Labour inspection

Third batch of Labour Inspectors’ Nationwide Training Program completed in Punjab

The Strengthening Labour Inspection Project in Pakistan completed a three day training for the 3rd batch of Labour Inspectors of the Department of Labour Punjab on 2nd March 2018. To date, the project has trained 331 labour inspectors [318 men and 13 women] of Balochistan, Sindh, Khyber Pakhtunkhwa, AJK, ICT, GB and Punjab.

Press release | Lahore, Pakistan | 06 March 2018
LAHORE (ILO News): The 3rd batch of Labour Inspectors’ Nationwide Training Program was completed on 1st March, 2018 in Lahore. The training that was attended by 29 participants (26 men and 3 women) labour inspecting staff, was organized in collaboration with the Department of Labour and Human Resource, Government of the Punjab. This is part of the series of trainings aimed at improving theoretical and practical competencies of the labour inspectors in areas of a) labour inspection regulatory frameworks, b) Fundamental Principles and Rights at Work (FPRW) and c) contemporary labour inspection methodologies/skills.

Mr Farooq Hameed Sheikh, Director General Labour Welfare Punjab, addressing the concluding ceremony, thanked the International Labour Organisation (ILO) and the Netherlands Government for joining hands to extend this much needed capacity building support. Referring to the internal feedback that the Department of Labour Punjab gathered from the participants’ of two earlier batches, Mr Sheikh lauded the relevance of the training contents covered, effectiveness of adult learning methodologies employed and the ILO’s technical competence rendered. Addressing the participants, he stressed that upon receiving a training that has been meticulously tailored to their capacity needs, it was only fair for the inspectorate to expect an elevated quality of inspection in the field.
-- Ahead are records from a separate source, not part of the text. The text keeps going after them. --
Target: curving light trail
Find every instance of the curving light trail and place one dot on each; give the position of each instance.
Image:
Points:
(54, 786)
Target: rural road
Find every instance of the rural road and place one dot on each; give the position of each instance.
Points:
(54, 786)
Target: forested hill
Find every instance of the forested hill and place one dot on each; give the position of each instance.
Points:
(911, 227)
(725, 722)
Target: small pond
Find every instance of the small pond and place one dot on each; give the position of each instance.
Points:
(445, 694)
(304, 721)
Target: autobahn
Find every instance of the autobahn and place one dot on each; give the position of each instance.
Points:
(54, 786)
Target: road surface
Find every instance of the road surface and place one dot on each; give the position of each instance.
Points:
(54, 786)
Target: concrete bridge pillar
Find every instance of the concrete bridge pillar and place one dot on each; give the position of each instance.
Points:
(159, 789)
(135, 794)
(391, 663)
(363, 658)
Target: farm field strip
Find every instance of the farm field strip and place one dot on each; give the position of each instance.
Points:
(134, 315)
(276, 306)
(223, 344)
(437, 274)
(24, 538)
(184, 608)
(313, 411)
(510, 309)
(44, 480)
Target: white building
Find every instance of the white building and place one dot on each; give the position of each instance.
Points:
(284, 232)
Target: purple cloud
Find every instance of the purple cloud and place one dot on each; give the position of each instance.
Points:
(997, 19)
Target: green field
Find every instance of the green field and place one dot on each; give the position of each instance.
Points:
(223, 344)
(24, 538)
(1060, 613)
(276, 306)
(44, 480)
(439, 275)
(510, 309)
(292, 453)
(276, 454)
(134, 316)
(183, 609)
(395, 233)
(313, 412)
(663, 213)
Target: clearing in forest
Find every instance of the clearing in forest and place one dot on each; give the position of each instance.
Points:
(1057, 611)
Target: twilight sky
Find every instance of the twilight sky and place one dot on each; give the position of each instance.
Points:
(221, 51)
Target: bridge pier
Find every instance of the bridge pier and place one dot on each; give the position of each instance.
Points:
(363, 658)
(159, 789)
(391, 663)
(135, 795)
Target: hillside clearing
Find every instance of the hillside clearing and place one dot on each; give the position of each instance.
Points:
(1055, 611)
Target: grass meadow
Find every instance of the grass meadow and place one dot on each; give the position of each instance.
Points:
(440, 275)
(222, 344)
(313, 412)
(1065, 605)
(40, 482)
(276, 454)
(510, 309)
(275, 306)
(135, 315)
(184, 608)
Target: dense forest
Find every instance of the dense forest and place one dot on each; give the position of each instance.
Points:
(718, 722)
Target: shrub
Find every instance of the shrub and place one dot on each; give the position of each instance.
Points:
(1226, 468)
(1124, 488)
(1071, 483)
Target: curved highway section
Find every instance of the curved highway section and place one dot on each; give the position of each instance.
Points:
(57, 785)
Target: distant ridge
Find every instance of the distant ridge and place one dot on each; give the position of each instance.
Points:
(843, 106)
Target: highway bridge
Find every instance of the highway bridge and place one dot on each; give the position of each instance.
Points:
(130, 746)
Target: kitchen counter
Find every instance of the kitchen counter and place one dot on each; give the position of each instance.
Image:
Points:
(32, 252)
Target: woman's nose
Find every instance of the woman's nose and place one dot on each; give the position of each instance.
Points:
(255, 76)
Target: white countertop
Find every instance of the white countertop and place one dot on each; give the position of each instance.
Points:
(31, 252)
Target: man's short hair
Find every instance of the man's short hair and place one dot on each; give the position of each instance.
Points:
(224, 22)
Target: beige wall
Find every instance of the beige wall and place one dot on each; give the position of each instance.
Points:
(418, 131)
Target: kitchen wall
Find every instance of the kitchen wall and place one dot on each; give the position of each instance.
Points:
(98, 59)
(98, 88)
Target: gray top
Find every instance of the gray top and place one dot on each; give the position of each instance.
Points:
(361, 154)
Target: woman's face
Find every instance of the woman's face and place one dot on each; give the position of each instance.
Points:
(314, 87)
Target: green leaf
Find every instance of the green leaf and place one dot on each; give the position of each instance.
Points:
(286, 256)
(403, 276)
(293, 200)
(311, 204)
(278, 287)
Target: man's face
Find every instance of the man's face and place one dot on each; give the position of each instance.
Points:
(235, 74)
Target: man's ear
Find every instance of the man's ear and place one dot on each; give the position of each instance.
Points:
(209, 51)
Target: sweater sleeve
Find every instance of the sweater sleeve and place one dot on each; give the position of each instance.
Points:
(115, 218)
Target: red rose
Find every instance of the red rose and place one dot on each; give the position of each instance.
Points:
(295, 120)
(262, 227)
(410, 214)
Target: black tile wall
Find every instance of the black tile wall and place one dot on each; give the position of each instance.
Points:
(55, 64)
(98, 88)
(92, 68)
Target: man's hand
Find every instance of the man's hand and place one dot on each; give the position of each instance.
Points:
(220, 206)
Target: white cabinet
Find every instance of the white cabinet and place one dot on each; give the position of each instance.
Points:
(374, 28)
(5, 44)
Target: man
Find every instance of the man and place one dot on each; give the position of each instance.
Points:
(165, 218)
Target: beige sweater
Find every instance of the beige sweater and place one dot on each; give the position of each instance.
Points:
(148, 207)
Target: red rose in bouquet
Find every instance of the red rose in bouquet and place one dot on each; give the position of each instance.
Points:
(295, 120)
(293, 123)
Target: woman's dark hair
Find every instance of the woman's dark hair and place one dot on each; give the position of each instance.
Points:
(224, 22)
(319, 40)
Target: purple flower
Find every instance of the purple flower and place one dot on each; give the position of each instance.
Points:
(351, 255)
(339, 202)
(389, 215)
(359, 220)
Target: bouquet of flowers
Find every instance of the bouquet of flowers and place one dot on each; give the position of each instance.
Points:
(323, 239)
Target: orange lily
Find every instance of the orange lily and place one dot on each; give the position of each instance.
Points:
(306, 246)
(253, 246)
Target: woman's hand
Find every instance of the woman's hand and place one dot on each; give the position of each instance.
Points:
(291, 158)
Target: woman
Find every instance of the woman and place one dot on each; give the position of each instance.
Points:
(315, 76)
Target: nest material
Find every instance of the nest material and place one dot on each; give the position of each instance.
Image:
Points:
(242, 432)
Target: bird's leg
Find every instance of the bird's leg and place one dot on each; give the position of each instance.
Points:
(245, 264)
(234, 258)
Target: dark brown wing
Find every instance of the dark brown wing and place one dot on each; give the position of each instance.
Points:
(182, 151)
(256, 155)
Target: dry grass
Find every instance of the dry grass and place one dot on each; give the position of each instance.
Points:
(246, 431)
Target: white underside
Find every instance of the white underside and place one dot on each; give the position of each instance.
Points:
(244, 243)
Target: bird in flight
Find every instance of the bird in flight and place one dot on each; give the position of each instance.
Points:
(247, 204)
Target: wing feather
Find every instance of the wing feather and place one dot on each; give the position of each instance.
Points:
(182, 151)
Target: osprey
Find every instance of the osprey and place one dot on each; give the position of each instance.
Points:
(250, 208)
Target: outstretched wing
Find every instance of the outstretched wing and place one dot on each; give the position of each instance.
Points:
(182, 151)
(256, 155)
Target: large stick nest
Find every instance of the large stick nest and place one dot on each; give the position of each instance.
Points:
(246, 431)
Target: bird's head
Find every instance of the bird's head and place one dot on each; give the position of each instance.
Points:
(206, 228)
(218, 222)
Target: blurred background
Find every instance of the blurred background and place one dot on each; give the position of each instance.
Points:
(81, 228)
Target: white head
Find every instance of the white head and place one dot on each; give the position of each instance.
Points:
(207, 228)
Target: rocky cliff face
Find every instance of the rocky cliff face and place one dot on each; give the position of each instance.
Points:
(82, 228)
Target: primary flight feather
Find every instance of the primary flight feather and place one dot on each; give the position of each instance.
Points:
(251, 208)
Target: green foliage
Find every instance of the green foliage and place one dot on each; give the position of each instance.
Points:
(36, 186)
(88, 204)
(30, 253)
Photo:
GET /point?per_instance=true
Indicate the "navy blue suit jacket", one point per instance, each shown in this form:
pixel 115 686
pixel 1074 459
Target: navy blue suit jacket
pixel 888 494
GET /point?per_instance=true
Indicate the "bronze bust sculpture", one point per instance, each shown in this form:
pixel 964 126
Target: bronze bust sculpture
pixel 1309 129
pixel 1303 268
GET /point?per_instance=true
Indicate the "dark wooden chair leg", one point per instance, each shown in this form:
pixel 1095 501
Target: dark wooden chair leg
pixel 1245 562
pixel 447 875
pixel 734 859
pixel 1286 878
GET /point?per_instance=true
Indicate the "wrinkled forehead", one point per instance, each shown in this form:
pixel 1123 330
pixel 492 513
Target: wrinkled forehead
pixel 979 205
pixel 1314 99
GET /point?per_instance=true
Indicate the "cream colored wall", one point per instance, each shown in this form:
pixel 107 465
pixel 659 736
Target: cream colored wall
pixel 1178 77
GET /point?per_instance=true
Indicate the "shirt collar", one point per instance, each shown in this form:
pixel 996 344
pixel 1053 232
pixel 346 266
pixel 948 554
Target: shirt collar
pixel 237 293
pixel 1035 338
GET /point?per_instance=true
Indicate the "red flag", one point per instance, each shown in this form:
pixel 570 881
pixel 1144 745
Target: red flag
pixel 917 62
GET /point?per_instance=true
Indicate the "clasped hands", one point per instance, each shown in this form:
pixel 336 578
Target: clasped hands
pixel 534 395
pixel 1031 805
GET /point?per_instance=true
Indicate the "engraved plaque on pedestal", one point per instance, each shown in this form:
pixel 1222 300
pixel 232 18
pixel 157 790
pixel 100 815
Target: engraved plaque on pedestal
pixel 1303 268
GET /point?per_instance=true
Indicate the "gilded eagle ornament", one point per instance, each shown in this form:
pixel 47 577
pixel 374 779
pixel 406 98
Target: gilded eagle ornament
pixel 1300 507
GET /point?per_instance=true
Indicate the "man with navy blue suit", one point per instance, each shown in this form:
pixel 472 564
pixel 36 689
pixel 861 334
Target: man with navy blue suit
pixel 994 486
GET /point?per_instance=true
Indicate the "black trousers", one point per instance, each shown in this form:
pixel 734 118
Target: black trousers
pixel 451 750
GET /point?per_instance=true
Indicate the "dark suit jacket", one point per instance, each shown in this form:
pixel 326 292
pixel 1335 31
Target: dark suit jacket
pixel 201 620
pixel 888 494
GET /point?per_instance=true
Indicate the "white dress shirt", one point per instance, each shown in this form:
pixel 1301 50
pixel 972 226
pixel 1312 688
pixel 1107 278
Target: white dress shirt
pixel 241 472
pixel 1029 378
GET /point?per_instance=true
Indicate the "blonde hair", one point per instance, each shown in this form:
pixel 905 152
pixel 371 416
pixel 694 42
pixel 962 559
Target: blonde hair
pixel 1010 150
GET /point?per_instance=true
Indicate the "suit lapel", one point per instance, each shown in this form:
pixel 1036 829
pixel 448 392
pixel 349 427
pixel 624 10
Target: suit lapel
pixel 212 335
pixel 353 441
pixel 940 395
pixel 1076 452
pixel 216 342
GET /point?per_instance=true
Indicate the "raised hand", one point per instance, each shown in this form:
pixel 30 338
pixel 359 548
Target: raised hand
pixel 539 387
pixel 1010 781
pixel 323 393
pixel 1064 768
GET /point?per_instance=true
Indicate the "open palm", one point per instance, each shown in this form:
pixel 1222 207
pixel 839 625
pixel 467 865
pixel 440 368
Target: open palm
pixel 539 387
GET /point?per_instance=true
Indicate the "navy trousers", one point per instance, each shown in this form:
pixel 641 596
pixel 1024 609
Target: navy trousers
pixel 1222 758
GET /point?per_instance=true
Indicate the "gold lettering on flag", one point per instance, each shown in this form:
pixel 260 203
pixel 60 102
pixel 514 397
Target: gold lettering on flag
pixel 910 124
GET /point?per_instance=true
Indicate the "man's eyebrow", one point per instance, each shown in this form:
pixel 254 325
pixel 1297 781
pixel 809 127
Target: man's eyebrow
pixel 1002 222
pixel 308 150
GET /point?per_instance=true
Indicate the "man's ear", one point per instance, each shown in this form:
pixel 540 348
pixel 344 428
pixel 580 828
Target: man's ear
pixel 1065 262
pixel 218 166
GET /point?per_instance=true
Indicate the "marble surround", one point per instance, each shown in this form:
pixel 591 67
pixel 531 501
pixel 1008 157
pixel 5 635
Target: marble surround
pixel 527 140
Mr Sheikh also requested the ILO to continue extending its technical assistance to the Department of Labour until its own training apparatus starts delivering quality trainings like this.

On the occasion, Mr Zishan Ahmad Siddiqi, National Project Coordinator for the Project on Strengthening Labour Inspection System in Pakistan (SLISP) stated that having a capacitated Labour Inspection work force was a prerequisite to build a stronger Labour Inspection System as a means of promoting labour laws compliance and preventing fatal industrial accidents, safeguarding labour rights and improving industrial harmony in a country. The ILO is strongly committed to advance such interventions thereof.

ILO’s Dutch funded SLISP project is implementing a nationwide training program for labour inspection staff that so far has successfully completed 12 cohorts in which a total of 331 labour inspectors [318 men and 13 women] from Balochistan, Sindh, Khyber Pakhtunkhwa, AJK, ICT, GB and Punjab have completed a preliminary training on Effective Labour Inspection.